La répression et le blocage d’internet: un contexte international
Selon Iran Human Rights (IHR), au moins 3 428 manifestants ont été tués depuis le début du mouvement fin décembre; les chiffres restent difficiles à vérifier dans un contexte où les autorités ont aussi procédé à un grand nombre d’arrestations et où les images des morgues saturées ont circulé sur les réseaux. Netblocks a indiqué une « très légère » reprise de l’activité internet le 17 janvier, mais la connectivité globale demeure « environ 2% des niveaux habituels », rendant tout retour à la normale incertain.

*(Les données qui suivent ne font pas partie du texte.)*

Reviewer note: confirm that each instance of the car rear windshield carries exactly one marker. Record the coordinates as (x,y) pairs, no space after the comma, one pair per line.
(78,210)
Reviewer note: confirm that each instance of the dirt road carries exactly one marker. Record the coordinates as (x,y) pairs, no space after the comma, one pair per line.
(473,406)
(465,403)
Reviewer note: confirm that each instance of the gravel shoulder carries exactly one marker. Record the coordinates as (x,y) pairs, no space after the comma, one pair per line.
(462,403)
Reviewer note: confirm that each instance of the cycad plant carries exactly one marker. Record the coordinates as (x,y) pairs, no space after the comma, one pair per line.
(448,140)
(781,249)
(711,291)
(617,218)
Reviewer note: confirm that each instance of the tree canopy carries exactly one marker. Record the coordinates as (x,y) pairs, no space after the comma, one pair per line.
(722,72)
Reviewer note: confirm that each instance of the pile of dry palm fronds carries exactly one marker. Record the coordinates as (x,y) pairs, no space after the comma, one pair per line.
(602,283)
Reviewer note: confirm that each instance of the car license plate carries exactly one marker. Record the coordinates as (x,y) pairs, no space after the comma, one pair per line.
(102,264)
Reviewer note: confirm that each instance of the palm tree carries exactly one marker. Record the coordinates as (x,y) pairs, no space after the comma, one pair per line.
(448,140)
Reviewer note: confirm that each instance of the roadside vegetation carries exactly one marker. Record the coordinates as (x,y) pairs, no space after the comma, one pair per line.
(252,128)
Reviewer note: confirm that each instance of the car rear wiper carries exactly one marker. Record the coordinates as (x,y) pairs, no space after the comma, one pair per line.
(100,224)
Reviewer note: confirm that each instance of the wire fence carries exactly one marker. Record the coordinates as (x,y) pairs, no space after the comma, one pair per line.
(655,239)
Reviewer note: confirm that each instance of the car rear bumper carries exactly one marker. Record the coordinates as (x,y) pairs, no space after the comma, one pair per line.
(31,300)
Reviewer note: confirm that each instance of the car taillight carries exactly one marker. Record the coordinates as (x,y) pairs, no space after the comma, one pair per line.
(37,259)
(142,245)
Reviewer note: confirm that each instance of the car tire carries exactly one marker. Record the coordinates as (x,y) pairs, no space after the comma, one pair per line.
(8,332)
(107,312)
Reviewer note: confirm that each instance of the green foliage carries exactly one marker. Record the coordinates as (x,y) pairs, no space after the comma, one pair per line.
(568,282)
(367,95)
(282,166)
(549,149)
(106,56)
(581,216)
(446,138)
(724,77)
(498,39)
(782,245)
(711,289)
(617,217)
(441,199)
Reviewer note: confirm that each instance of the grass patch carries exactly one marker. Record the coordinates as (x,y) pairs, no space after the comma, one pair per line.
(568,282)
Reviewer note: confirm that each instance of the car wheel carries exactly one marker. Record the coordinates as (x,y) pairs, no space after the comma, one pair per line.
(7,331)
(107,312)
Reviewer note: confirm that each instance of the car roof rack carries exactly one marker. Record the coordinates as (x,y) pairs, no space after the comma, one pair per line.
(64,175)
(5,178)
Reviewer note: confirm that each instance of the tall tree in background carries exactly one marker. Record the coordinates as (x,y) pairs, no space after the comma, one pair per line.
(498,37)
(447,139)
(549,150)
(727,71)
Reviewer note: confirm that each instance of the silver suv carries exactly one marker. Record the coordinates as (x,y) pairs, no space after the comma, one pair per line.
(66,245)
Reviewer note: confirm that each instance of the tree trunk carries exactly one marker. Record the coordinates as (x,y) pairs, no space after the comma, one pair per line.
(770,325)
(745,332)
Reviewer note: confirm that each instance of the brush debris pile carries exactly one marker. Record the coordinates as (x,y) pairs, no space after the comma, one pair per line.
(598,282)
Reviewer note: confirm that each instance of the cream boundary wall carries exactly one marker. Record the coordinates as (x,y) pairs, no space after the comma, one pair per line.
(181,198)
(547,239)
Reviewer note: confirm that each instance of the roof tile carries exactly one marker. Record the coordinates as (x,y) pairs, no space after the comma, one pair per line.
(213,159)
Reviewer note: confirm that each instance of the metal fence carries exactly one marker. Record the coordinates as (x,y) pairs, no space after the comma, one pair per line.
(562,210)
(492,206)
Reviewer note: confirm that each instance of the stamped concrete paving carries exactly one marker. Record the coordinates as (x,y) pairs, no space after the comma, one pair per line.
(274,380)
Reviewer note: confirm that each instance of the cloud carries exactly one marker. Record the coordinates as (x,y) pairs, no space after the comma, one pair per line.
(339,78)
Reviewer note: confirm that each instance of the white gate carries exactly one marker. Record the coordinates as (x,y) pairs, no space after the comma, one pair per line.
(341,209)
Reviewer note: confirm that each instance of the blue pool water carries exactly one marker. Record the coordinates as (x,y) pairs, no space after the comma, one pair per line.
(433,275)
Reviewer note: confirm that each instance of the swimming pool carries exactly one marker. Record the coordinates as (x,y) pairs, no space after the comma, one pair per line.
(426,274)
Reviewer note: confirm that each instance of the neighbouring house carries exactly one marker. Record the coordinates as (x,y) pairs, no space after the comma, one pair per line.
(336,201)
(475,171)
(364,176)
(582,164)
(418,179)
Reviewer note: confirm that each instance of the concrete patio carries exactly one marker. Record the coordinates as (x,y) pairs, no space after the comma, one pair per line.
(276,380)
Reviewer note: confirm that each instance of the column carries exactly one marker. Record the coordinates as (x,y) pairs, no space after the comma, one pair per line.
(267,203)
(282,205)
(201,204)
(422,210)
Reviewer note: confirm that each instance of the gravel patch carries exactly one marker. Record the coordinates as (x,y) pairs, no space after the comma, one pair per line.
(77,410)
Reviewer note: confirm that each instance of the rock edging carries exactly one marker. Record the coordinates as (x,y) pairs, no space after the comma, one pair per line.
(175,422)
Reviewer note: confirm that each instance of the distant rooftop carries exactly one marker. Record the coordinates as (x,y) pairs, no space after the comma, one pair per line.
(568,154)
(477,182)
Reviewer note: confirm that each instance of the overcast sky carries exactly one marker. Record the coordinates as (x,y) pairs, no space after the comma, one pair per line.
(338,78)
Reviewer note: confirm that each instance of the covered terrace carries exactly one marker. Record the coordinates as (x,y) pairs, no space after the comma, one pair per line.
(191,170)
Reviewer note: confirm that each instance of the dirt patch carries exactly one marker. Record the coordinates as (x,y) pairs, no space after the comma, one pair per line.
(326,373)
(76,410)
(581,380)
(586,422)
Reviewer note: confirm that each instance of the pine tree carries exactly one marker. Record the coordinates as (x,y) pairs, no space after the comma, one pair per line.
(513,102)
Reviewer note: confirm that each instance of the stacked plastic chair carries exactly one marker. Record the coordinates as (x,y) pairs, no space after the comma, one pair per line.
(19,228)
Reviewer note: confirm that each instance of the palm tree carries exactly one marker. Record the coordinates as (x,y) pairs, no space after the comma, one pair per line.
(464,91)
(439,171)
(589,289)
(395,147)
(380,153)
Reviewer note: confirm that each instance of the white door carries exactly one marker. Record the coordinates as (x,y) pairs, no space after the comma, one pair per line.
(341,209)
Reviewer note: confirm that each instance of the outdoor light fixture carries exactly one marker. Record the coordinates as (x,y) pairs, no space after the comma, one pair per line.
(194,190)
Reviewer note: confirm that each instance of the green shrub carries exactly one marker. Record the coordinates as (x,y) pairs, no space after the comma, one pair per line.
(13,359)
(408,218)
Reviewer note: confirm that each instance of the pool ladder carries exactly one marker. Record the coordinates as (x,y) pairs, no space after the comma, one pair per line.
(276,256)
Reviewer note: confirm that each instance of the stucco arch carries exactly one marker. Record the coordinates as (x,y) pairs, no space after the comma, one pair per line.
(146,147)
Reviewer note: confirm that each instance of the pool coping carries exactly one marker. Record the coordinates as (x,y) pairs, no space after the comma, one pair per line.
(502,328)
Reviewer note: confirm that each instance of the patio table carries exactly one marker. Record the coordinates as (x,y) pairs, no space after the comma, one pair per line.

Réactions et contexte américain
Plusieurs articles soulignent que Donald Trump a menacé à plusieurs reprises d’intervenir contre la répression en Iran; de son côté, il a annoncé qu’il avait « remercié » le gouvernement iranien d’avoir annulé « toutes les pendaisons prévues » de manifestants. Par ailleurs, Khamenei a réaffirmé que « c’était un complot américain », et que les États-Unis poursuivent leur stratégie visant à « avaler l’Iran ». Ces échanges s’inscrivent dans un contexte de tensions accrues et d’ampleur des arrestations et des restrictions sur l’information, alors que les ONG et les médias internationaux suivent l’évolution de la situation.